Free public Wi-Fi access at places like Coffee Bean and Starbucks are convenient, but you may be putting your device at risk. Public wireless networks are generally designed for convenience but not security. They often do not require authentication to establish an internet connection, therefore creating opportunities for hackers to get easy access on unsecured devices within the same network. Instead of direct connections to the hotspot, users are sending their information to the hackers. Once hackers have sensitive information such as email and credit card details, they can abuse the data and carry out fraud transactions or money transfers.
In research conducted by the Cyber Security Research Institute, researchers placed a portable free Wi-Fi access point in London and within half an hour, 250 devices connected to it. The experiment results surprised researchers:
– Most devices connected automatically, the owners were unaware of the security risk
– A total of 32 MB of data was captured
– Unencrypted POP3 email content and passwords could be read.
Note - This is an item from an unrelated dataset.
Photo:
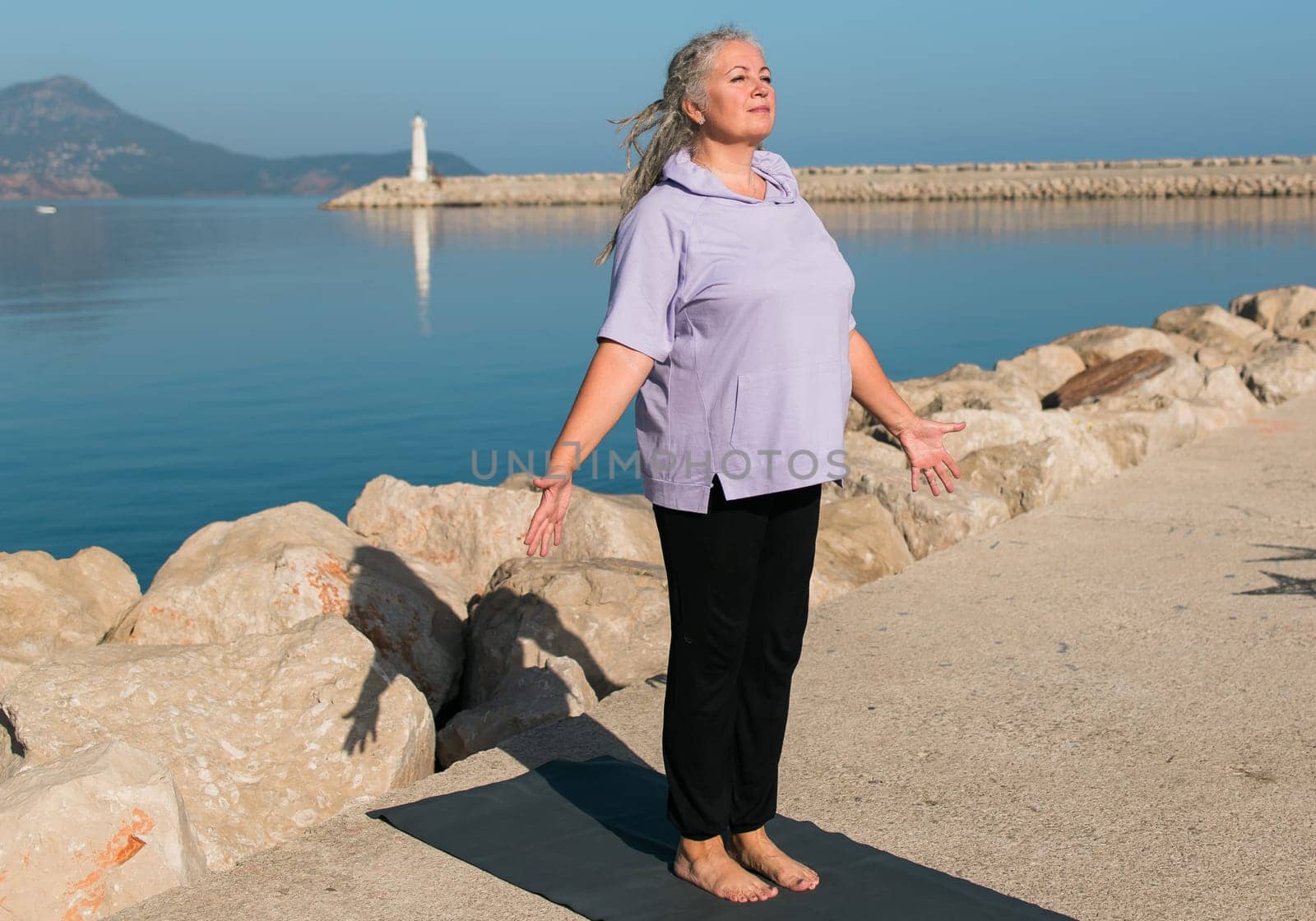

– Six users clicked the “agree” button to give up their firstborn child or a beloved pet for free Wi-Fi access. It shows that users often do not read the long legal terms and conditions.
Tips to stay protected:
1. Turn off sharing – Prevent hacker access and the opportunity to plant malware to a shared folder.
2. Do not automatically connect to open networks – Some hackers create fake networks like “Free WiFi” to lure you in, users are advised to validate the Wi-Fi network name with a venue employee before continuing with manual connection.
3. Be aware that public Wi-Fi is not secure – Only do online transactions with your secure home network.